Now, with MCP-style connectivity (Model Context Protocol) and AI app integrations, we’re entering a world where Human + AI + SoR enables operational superpowers. We are moving from a "read-only" relationship with AI to one where it can turn data into actions in minutes.
A Simple Example: The "Vibe Coded" CRM
To make this tangible, let's look at a CRM. It is the classic System of Record for most companies.
In the demo (see below), I "vibe coded" a fully functional CRM—web and mobile—from a single prompt. It included a dashboard, Kanban deal stages, customers, notes, tasks, and a backend database. While the build speed was impressive, the real breakthrough was making the CRM available to AI as a set of tools.
Tools: How AI Interacts with Your System of Record
Once your SoR exposes capabilities as tools, an AI can move beyond chat.
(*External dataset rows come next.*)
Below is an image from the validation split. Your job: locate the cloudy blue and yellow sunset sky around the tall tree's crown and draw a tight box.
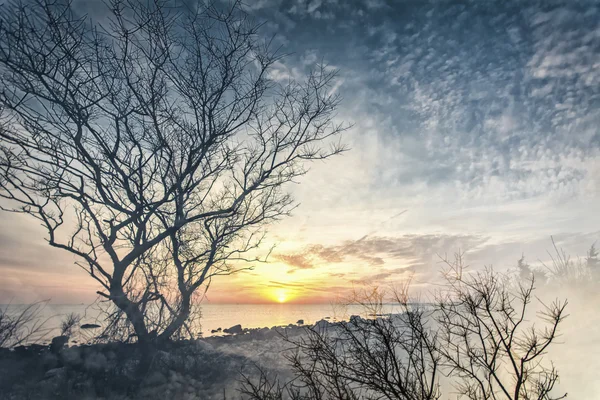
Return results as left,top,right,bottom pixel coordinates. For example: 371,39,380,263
0,0,600,303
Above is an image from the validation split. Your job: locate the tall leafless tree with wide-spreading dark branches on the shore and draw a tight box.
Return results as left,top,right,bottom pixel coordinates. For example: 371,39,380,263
0,0,345,343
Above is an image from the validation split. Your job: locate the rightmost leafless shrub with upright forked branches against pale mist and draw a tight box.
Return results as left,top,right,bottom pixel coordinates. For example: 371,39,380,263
436,254,567,400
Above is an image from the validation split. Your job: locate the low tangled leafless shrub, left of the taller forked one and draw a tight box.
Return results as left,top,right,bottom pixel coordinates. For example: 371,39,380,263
242,286,441,400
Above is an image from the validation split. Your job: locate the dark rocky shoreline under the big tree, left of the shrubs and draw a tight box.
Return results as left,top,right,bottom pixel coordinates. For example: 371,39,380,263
0,319,332,400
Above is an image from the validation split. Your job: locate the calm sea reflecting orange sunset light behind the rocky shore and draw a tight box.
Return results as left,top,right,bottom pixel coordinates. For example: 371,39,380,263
0,303,408,340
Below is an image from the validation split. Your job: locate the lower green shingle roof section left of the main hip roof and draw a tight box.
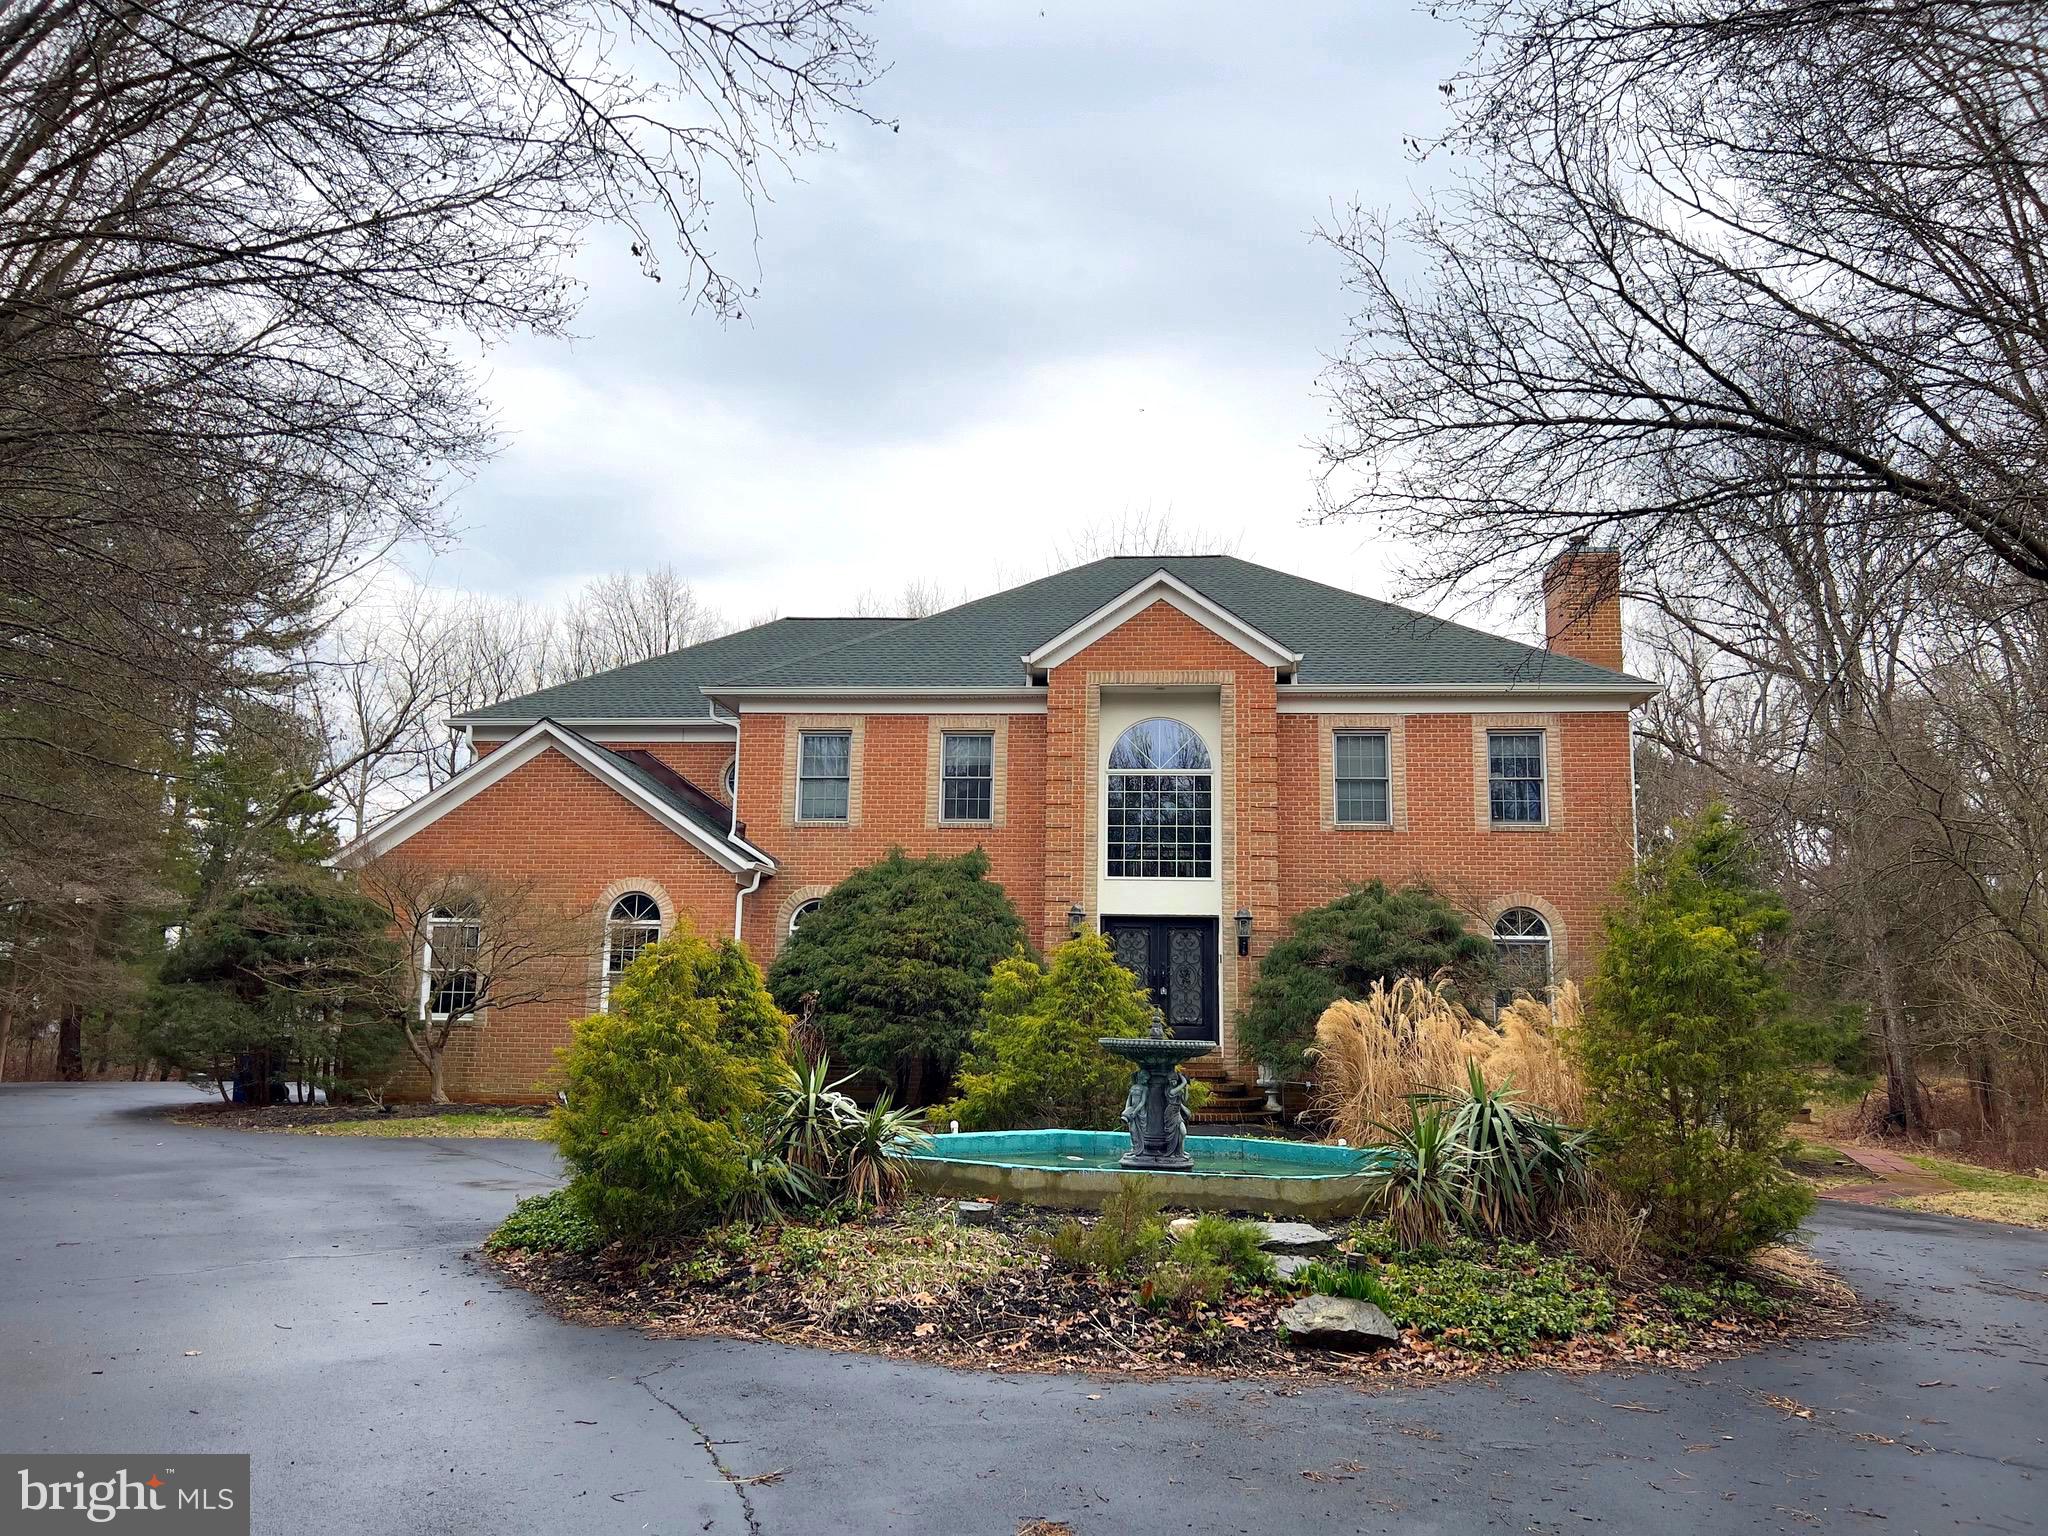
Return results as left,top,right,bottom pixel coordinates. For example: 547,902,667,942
461,618,909,721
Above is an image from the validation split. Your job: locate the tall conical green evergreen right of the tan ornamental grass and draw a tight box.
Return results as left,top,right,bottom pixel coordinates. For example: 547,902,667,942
1577,805,1815,1257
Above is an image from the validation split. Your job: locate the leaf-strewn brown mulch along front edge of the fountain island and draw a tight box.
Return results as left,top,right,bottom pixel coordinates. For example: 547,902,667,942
483,1206,1868,1386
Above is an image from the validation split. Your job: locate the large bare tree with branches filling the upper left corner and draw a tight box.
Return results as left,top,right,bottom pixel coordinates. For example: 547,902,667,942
0,0,874,888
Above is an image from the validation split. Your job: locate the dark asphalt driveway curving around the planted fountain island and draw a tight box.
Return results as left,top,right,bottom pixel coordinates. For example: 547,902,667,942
0,1085,2048,1536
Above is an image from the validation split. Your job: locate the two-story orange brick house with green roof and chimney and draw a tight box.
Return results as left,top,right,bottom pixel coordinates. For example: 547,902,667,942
342,549,1653,1100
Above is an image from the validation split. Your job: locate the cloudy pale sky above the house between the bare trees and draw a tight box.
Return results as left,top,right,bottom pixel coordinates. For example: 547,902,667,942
407,0,1507,634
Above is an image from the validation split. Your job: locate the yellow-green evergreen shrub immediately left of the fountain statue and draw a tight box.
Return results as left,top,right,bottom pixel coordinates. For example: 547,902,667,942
934,934,1151,1130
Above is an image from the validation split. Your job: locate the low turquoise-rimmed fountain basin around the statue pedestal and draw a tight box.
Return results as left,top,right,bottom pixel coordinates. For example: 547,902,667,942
911,1130,1384,1219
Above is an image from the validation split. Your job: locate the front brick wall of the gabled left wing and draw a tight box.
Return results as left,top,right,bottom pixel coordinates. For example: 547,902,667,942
380,750,735,1102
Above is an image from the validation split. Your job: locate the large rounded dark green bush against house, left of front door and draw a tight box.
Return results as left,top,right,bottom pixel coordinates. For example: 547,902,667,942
768,848,1024,1106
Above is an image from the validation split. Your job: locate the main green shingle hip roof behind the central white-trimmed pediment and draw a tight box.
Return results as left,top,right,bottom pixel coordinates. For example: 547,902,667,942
713,555,1655,690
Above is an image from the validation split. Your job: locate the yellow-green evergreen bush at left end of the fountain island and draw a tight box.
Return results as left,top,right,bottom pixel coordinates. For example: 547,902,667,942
555,928,788,1243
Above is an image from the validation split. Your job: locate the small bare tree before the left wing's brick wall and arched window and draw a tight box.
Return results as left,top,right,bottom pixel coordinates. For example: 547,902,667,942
358,856,604,1104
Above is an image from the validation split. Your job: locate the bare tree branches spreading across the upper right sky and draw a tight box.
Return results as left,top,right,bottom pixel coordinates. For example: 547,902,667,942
1325,0,2048,582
It can pull specific deal notes, create follow-up tasks, update owners/deadlines, or batch-create entries.
There are two practical categories of tools:
Invisible Tools (No UI): AI reads/writes in the SoR behind the scenes (e.g., calling an API to update a status).
Tools with Widgets: Small embedded UI panels for review/approval, quick edits, or transparency.
The Modern Stack:

Security: Acting "As the User"
In real organizations, the only viable model is OAuth-based authentication where the AI acts as the logged-in user. Permissions and roles must be enforced by the System of Record, not the AI. This ensures that if a user can't delete a deal in the dashboard, their AI agent can't do it either.
Context Actions: The Superpower
Here’s a realistic workflow: You’re in ChatGPT before a customer meeting. You ask it to pull the full deal context, compare it to similar past deals, and suggest a closing strategy.
If the AI has access to your Context Graph and SoR, it can:
Read the deal notes and history.
Query the database for similar outcomes.
Draft next-step tasks and meeting prep.
Update the CRM automatically so no action is lost.
From Question to Outcome:

What This Means for Builders
If you build software, your roadmap needs to change. It’s no longer just about "what screens do we ship next?" You must ask:
What capabilities do we expose as tools?
How do we structure a "Context Graph"? (Tip: Treat the graph as a derived cache, not the source of record. Keep writes append-only to preserve history).
Which actions should be invisible vs. widgeted?
How do we design workflows where AI safely handles the boring steps?
The Takeaway: Start Small, Learn Fast
This space is moving quickly. The competitive advantage won’t come from guessing the perfect architecture on day one. It will come from running a small Proof of Concept (POC) that teaches you what "good tools" look like, where context is missing, and which workflows users actually trust.
You don’t need a massive digital transformation program. You need a wedge.